Review of Heartstone

Heartstone (2016)
9/10
Devastating
25 April 2019
Warning: Spoilers
I think the defining characteristic of this work is the realism of the interaction between the kids, the subtle signs that neither them nor us can fully decipher. Furtive looks, lost stares, quick touches, silences awaiting for a sign of clarification, inexplicable jealousy, sudden rage or desperation, sense of infinite powerlessness...

The plot might be clear and obvious, as others have noted, but these kids don't march through their destiny, they grope in the dark. They are mostly silent, yet their actions and gestures speak volumes. The director doesn't put our truths in their mouths.

Yet everyone watching can re-live the kids' feelings as their own: the ambiguity produces a self-identification so complete as to be excruciating like a transmutation. It's hard to explain how catarthic and exhausting it was to watch this film. Towards the end, at every scene the director kept hammering me. The final scene is open-ended, but tells us that there is a future and life goes on.

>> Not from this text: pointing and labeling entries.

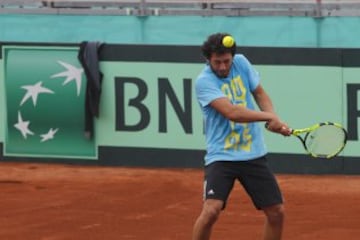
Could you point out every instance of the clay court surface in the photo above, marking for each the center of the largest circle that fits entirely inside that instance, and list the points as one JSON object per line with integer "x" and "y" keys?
{"x": 58, "y": 202}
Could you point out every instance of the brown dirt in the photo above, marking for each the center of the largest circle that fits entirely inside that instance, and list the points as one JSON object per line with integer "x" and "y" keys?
{"x": 58, "y": 202}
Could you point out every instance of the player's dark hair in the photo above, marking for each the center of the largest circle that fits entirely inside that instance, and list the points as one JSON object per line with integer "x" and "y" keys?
{"x": 214, "y": 44}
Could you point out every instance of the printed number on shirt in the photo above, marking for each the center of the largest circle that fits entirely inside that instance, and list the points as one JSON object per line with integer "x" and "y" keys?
{"x": 236, "y": 93}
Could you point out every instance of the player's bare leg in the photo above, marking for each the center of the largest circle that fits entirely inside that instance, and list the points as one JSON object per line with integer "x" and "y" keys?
{"x": 274, "y": 222}
{"x": 208, "y": 216}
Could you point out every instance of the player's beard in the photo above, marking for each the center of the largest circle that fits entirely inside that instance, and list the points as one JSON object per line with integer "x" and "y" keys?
{"x": 222, "y": 73}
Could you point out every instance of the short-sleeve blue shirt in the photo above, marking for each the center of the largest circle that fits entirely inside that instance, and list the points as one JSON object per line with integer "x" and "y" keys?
{"x": 227, "y": 140}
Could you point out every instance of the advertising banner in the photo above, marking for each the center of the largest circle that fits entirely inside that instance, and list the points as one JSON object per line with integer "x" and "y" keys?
{"x": 45, "y": 92}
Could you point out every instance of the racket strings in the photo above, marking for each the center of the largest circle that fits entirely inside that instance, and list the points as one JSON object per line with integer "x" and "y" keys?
{"x": 325, "y": 141}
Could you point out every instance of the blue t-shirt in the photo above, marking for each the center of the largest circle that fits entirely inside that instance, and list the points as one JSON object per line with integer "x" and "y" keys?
{"x": 227, "y": 140}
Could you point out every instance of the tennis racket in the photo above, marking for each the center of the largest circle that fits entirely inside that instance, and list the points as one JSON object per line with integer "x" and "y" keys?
{"x": 322, "y": 140}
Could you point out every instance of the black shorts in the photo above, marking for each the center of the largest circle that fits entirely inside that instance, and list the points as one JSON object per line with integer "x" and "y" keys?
{"x": 254, "y": 175}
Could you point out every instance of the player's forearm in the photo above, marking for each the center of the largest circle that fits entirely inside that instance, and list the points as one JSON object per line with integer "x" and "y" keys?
{"x": 242, "y": 114}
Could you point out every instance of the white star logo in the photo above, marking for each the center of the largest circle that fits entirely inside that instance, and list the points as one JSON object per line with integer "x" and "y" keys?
{"x": 72, "y": 74}
{"x": 49, "y": 135}
{"x": 33, "y": 91}
{"x": 23, "y": 126}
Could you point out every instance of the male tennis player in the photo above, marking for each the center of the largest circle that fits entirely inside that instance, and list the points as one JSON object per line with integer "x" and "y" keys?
{"x": 235, "y": 145}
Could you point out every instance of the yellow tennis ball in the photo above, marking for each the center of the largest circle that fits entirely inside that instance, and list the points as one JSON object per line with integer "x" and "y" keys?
{"x": 228, "y": 41}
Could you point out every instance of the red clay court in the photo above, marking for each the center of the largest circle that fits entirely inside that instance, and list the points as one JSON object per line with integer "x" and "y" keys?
{"x": 72, "y": 202}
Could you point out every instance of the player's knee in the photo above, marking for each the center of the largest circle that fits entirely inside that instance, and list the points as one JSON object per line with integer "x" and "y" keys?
{"x": 275, "y": 215}
{"x": 210, "y": 214}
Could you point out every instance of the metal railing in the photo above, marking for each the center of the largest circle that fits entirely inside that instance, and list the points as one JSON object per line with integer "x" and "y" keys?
{"x": 311, "y": 8}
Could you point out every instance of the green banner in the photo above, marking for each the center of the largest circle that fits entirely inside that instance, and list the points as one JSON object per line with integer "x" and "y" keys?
{"x": 45, "y": 94}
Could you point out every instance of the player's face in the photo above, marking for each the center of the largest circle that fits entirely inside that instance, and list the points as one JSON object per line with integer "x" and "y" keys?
{"x": 221, "y": 64}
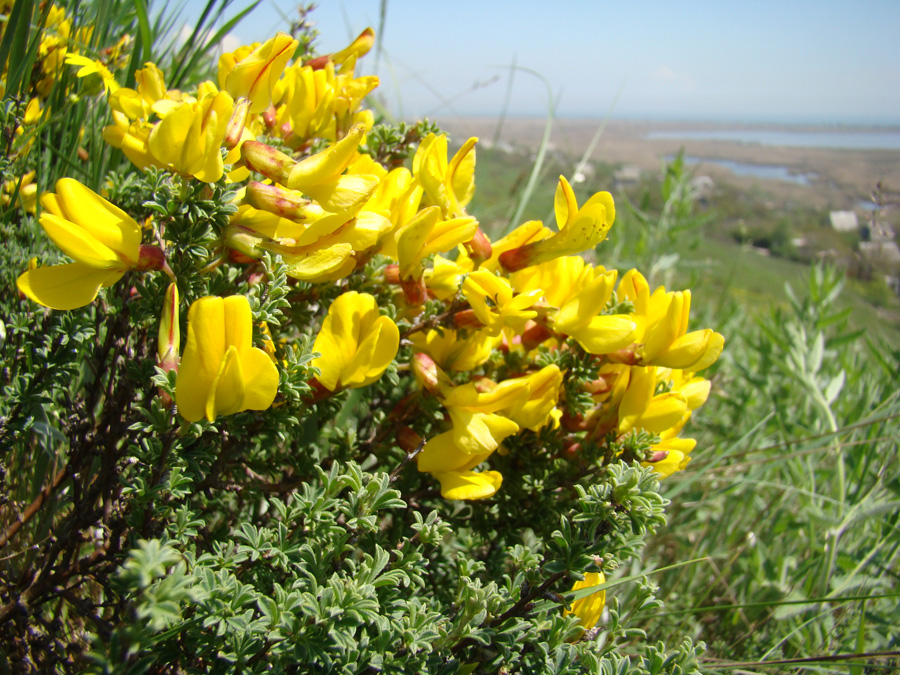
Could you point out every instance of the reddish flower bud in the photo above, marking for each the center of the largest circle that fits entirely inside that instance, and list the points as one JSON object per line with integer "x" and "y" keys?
{"x": 408, "y": 439}
{"x": 267, "y": 160}
{"x": 467, "y": 319}
{"x": 235, "y": 128}
{"x": 274, "y": 199}
{"x": 414, "y": 290}
{"x": 598, "y": 386}
{"x": 150, "y": 258}
{"x": 392, "y": 274}
{"x": 426, "y": 372}
{"x": 534, "y": 334}
{"x": 479, "y": 247}
{"x": 319, "y": 62}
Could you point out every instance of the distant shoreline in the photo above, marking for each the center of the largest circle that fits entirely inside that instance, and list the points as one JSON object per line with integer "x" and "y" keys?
{"x": 684, "y": 124}
{"x": 843, "y": 176}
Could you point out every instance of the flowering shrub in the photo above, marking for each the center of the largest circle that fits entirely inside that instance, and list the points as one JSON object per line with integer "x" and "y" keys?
{"x": 392, "y": 440}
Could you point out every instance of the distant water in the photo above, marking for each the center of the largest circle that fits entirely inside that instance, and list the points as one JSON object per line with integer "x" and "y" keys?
{"x": 847, "y": 140}
{"x": 769, "y": 171}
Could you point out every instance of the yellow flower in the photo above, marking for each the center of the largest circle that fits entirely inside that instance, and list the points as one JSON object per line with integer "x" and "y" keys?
{"x": 543, "y": 394}
{"x": 579, "y": 229}
{"x": 356, "y": 343}
{"x": 255, "y": 75}
{"x": 221, "y": 372}
{"x": 453, "y": 352}
{"x": 104, "y": 241}
{"x": 492, "y": 299}
{"x": 468, "y": 485}
{"x": 169, "y": 340}
{"x": 590, "y": 608}
{"x": 321, "y": 176}
{"x": 449, "y": 185}
{"x": 580, "y": 292}
{"x": 92, "y": 67}
{"x": 662, "y": 319}
{"x": 642, "y": 408}
{"x": 189, "y": 138}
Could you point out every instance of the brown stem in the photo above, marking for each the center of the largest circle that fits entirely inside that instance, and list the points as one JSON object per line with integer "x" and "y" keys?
{"x": 33, "y": 508}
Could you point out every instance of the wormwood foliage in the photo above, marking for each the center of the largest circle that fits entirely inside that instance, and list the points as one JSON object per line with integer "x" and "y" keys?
{"x": 274, "y": 400}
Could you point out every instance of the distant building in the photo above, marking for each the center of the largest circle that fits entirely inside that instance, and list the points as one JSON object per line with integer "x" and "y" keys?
{"x": 884, "y": 253}
{"x": 628, "y": 175}
{"x": 844, "y": 221}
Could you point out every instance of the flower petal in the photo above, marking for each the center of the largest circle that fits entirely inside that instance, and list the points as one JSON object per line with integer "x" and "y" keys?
{"x": 65, "y": 286}
{"x": 468, "y": 484}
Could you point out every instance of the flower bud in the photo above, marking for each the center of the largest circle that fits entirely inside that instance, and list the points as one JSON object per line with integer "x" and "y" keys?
{"x": 408, "y": 439}
{"x": 169, "y": 333}
{"x": 267, "y": 160}
{"x": 392, "y": 273}
{"x": 535, "y": 334}
{"x": 426, "y": 372}
{"x": 235, "y": 128}
{"x": 467, "y": 319}
{"x": 150, "y": 258}
{"x": 414, "y": 290}
{"x": 274, "y": 199}
{"x": 479, "y": 247}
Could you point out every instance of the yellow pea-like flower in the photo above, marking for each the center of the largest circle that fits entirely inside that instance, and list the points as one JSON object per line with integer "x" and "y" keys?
{"x": 590, "y": 608}
{"x": 579, "y": 229}
{"x": 221, "y": 372}
{"x": 469, "y": 485}
{"x": 356, "y": 343}
{"x": 189, "y": 138}
{"x": 255, "y": 75}
{"x": 104, "y": 241}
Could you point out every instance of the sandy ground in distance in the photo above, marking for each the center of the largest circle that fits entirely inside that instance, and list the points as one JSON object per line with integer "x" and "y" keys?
{"x": 843, "y": 176}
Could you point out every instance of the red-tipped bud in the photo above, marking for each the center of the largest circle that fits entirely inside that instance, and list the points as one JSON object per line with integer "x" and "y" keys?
{"x": 574, "y": 422}
{"x": 479, "y": 247}
{"x": 240, "y": 258}
{"x": 571, "y": 449}
{"x": 467, "y": 319}
{"x": 319, "y": 391}
{"x": 598, "y": 386}
{"x": 235, "y": 129}
{"x": 270, "y": 116}
{"x": 392, "y": 273}
{"x": 150, "y": 258}
{"x": 169, "y": 342}
{"x": 408, "y": 439}
{"x": 516, "y": 259}
{"x": 278, "y": 200}
{"x": 426, "y": 372}
{"x": 319, "y": 62}
{"x": 627, "y": 356}
{"x": 414, "y": 290}
{"x": 268, "y": 161}
{"x": 534, "y": 334}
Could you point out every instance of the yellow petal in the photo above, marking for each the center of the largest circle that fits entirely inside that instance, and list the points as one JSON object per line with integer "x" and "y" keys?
{"x": 590, "y": 608}
{"x": 606, "y": 334}
{"x": 107, "y": 223}
{"x": 664, "y": 411}
{"x": 565, "y": 205}
{"x": 458, "y": 485}
{"x": 226, "y": 395}
{"x": 65, "y": 286}
{"x": 78, "y": 243}
{"x": 203, "y": 356}
{"x": 442, "y": 454}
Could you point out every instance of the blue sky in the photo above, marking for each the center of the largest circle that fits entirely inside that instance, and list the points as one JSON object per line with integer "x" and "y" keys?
{"x": 779, "y": 61}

Only the adults are explicit signs of what the kids fear and cannot name: oldness and loneliness, rejection of the foreigner, violence against the different, selfish exploitation of the other.

Some words too much are spoken, some others do not manage to get out, screams emerge. Only the artist sister has the courage and the good sense to say aloud the truth.

But in the end, even the "ugliest" and rejected fish finds its waters to live again.